L’hiver, la neige, les vacances au ski… et les risques d’accident qui vont avec. Prévoyante, Maître Olivia Colomes donne quelques conseils pour vous et votre petite famille en cas de « rencontre au sommet » inopportune.

Aussi beaux soient-ils, les domaines skiables n’échappent pas aux risques d’accidents. Parfois, repris de justesse, on y échappe. D’autres fois, c’est le carambolage assuré. Que faire en cas de dommage ? Il n’existe pas de « code des pistes ». En cas de collision, ce sont les règles du droit commun de la responsabilité qui vont s’appliquer. Trois éléments sont pris en considération : un dommage, un fait générateur et un lien de causalité entre le dommage et le fait générateur. Le fait générateur peut être fautif ou non fautif, il peut provenir d’une action ou d’une abstention. Les tribunaux vont examiner le contexte de l’accident et le comportement de chacun.
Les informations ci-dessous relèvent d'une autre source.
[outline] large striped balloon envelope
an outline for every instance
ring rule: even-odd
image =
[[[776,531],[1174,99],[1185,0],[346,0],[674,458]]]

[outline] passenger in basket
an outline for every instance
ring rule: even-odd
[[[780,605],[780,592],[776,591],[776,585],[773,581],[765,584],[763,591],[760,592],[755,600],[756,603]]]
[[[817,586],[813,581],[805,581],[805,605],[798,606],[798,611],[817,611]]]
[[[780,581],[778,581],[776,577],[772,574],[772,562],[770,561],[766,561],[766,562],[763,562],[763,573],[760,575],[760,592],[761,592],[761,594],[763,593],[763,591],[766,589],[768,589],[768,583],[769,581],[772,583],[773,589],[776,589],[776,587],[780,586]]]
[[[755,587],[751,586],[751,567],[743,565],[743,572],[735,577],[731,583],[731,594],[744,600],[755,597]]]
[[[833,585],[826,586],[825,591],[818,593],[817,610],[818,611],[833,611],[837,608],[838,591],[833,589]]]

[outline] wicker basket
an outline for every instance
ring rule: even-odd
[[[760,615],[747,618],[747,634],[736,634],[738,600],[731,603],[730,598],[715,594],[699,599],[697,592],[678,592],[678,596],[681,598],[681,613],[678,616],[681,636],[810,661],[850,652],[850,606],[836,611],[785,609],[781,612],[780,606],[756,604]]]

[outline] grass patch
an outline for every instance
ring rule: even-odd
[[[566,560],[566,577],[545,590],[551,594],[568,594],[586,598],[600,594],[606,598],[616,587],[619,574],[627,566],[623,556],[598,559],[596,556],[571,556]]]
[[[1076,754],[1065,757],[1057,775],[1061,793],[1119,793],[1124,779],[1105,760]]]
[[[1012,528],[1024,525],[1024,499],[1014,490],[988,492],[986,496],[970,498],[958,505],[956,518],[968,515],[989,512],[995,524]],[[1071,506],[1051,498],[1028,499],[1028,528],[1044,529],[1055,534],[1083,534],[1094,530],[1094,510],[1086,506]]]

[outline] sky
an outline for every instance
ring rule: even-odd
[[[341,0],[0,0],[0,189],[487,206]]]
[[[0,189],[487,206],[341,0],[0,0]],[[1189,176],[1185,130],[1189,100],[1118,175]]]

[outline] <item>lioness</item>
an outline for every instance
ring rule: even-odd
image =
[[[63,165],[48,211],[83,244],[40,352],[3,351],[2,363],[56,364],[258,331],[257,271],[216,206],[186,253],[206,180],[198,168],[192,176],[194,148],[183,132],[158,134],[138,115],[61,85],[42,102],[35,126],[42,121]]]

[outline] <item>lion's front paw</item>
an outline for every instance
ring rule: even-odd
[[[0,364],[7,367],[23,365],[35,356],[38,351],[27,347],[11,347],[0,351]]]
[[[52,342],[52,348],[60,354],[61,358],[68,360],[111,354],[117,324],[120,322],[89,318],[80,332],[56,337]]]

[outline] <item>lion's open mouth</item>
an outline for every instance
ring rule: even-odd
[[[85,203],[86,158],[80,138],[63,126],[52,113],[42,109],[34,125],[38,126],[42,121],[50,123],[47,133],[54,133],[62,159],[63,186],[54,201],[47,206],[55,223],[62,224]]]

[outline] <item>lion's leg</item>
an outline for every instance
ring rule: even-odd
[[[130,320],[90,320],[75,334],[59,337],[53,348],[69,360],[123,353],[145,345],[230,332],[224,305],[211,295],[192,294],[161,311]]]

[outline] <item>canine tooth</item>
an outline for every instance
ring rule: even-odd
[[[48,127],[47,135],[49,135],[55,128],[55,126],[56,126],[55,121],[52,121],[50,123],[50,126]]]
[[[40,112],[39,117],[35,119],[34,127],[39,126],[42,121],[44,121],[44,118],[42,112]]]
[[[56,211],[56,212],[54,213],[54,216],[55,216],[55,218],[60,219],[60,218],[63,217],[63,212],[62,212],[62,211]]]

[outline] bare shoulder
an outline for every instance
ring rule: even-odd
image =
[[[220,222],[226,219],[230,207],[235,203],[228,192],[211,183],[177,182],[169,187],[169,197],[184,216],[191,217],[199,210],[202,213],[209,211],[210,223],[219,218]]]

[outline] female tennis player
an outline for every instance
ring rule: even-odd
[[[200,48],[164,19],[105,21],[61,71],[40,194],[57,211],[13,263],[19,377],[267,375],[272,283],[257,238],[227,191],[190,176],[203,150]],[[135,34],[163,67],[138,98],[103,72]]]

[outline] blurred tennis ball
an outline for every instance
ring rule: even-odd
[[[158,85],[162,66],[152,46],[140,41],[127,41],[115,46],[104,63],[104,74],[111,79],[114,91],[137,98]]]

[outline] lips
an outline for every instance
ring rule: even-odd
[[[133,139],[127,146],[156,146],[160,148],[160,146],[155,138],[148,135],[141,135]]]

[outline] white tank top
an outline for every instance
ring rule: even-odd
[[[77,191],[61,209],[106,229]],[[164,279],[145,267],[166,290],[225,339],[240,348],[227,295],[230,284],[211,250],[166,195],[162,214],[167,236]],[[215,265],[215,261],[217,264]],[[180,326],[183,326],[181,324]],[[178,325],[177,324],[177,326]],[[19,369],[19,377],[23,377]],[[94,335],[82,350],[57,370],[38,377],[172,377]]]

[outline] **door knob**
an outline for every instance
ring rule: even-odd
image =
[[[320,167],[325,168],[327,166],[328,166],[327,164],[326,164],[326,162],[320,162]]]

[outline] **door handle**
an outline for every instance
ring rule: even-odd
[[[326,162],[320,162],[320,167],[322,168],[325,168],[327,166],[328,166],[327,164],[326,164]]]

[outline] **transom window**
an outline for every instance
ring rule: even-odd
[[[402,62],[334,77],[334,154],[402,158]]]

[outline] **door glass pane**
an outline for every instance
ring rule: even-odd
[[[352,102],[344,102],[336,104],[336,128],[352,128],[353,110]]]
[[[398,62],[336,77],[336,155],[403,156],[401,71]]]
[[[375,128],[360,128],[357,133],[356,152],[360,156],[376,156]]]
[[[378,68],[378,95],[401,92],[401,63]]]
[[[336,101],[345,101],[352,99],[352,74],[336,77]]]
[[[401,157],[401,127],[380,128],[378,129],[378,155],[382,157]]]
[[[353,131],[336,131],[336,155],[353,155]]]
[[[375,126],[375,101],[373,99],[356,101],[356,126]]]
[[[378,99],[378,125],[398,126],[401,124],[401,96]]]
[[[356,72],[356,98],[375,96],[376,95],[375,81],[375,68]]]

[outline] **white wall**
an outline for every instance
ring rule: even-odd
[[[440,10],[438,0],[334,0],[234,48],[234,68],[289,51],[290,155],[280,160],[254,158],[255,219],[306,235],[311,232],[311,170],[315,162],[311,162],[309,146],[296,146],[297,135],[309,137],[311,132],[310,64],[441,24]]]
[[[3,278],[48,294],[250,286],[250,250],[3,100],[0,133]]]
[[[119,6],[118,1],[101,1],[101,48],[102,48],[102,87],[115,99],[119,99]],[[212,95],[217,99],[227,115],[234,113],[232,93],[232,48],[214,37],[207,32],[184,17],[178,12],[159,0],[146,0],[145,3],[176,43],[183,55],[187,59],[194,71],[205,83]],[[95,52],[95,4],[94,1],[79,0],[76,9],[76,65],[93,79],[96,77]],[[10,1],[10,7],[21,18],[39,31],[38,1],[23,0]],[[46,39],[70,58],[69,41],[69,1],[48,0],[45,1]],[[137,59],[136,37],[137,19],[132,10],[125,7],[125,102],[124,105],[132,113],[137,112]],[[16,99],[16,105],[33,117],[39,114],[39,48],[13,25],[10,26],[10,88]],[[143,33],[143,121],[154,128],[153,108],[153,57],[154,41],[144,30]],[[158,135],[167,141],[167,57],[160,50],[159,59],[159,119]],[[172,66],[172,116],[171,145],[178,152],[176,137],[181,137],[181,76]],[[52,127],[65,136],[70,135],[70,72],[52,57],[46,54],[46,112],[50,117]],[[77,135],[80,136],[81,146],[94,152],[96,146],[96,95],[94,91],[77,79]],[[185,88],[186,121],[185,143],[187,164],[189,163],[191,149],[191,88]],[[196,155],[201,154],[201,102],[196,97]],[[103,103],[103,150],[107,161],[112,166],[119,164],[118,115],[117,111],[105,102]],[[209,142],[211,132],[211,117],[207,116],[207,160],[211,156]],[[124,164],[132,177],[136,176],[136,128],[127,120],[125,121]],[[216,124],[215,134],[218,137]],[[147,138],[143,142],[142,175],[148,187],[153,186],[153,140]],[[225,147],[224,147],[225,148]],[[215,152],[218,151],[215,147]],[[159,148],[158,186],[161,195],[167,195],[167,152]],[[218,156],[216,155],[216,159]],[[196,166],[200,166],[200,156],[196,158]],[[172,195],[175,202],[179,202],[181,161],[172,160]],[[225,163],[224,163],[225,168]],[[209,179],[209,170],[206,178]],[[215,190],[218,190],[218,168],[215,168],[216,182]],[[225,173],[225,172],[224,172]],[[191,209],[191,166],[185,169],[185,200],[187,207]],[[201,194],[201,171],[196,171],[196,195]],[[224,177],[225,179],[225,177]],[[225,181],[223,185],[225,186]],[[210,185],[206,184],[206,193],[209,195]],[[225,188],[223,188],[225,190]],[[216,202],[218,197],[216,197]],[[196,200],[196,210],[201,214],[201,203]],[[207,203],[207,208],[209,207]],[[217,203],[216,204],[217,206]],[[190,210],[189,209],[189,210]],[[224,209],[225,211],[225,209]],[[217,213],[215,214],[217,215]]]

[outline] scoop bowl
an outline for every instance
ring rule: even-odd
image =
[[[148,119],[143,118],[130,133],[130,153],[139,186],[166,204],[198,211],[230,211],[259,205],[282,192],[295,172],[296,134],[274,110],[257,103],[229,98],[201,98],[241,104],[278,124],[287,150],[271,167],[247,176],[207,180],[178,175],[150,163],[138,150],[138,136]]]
Faute de mieux, la Fédération internationale de ski a édicté un guide des règles de bonne conduite que l’on peut résumer ainsi :

  • Skieurs comme snowboarders doivent prévenir tout risque de danger : respecter le balisage, adapter vitesse et comportement à leurs capacités, au terrain, à la circulation…
  • Celui en amont doit prévoir une direction qui assure la sécurité de celui en aval. Le dépassement peut s’effectuer, par amont ou par aval, par la droite ou par la gauche, mais toujours de manière large.
  • Avant de s’engager sur une piste il faut s’assurer qu’on peut le faire sans danger.
  • Éviter de stationner dans les passages étroits ou sans visibilité.

Idem en cas de chute, où il faut dégager la piste le plus rapidement possible. Bref, du bon sens ! Le plus souvent, les tribunaux se référent à ces règles pour motiver leurs décisions. Ce fut le cas récemment dans une affaire qui opposait un adolescent de 13 ans qui, en descendant, avait heurté une skieuse, laquelle s’était arrêtée sur la piste pour ramasser les bâtons d’un skieur qui venait de chuter. Dans cette affaire chacun demandait réparation de son propre préjudice en invoquant la responsabilité de l’autre partie. La Cour d’appel avait infirmé le jugement de première instance, lequel avait retenu la responsabilité de l’adolescent, considérant que le comportement de la mère de famille avait été « imprudent ». La Cour de cassation a cassé partiellement l’arrêt de la Cour d’appel en se référent à la règle de bonne conduite n° 6.